When we hang up, I’m shaking. My breath comes in short pants; heat climbs around my collar. I dig my elbows into my knees and press the heels of my hands into my eyes. This is why I left. I love my father, but his words puncture every single layer of my wall until it may as well not exist. His grief makes my own emotions break across my skin like an earthquake, opening me up to—

“No,” I whisper into my palms. “No, no, no.” But it’s too late; the memories swell and take me.

The sharp smell of hospital disinfectant. Raw bile in the back of my throat. Cheap, soft wood in the cranny beneath my fingernails as I dig them into the armrest.

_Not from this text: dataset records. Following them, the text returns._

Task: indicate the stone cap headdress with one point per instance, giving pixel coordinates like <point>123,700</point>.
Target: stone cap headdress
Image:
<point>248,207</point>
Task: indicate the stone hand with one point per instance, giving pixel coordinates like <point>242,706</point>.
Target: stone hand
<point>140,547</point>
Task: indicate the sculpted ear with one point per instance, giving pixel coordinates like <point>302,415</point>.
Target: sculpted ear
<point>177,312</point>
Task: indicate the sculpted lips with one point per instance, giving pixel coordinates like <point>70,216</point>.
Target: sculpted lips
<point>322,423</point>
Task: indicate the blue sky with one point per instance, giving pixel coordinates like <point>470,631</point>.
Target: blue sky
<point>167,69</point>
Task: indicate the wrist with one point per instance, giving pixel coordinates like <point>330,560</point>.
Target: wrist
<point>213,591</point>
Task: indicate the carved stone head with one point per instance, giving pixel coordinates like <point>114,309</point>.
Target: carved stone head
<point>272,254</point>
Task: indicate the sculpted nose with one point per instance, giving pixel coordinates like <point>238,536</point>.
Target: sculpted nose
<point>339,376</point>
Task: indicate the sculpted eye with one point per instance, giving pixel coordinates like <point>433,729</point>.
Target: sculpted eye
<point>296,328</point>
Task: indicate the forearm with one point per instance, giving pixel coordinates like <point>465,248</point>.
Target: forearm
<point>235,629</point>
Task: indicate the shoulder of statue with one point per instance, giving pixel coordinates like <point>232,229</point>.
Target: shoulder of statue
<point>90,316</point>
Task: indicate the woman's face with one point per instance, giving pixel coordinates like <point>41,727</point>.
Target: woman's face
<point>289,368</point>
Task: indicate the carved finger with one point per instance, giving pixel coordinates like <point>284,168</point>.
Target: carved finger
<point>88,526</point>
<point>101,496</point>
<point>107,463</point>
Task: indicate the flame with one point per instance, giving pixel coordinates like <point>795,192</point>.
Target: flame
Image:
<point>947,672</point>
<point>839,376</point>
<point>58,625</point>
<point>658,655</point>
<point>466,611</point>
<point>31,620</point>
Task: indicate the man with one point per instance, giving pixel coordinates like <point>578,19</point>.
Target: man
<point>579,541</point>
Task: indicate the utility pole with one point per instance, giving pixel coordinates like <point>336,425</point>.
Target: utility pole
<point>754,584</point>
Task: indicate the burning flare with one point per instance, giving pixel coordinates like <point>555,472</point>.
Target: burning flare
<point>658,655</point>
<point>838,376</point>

Details from that night spin like a hurricane, blocking out the world in layers. The flashback pulls me from the now and into the past, one sense at a time, until I’m in both places, both times at once—

A blue jay jeering and whistling overhead in a tree.

The piercing beep from a life support monitor down the hall.

The campus Bell Tower chimes nine a.m.

The police officer’s deep, even voice… “Route 70 around eight… a hit-and-run.”

Familiar, horrifying, all-consuming—once it starts, this memory is a ride I can’t escape. The only thing to do is let it run its course—

The nurse leaves. The officer watches her go. He sighs. “I’m sorry for your loss…”

Almost over.

Next, we’ll stand, he’ll shake my father’s hand, and we’ll go home without her. I whimper and rock and wait for that awful night to let me go—

But it doesn’t.

I gasp as a new image dislodges itself with a violent crack, like an iceberg in an ocean.

A silver badge on a breast pocket flashing. A body, shimmering. The officer’s blue eyes holding my gaze, then my father’s. His thin, drawn mouth muttering words I can’t hear. Words flowing into the room. A cold wind sweeping through my mind…

Just as quickly, the memory ends.

“That’s not what happened—” As soon as the words leave my mouth, I know they aren’t right.

For the second time in twenty-four hours, my brain wrestles with two conflicting memories of the exact same moment.

I squeeze my eyes shut. The memory of the isel at the Quarry is still there, opaque under a silver smoke blanket of false images. The truth under Selwyn’s lie.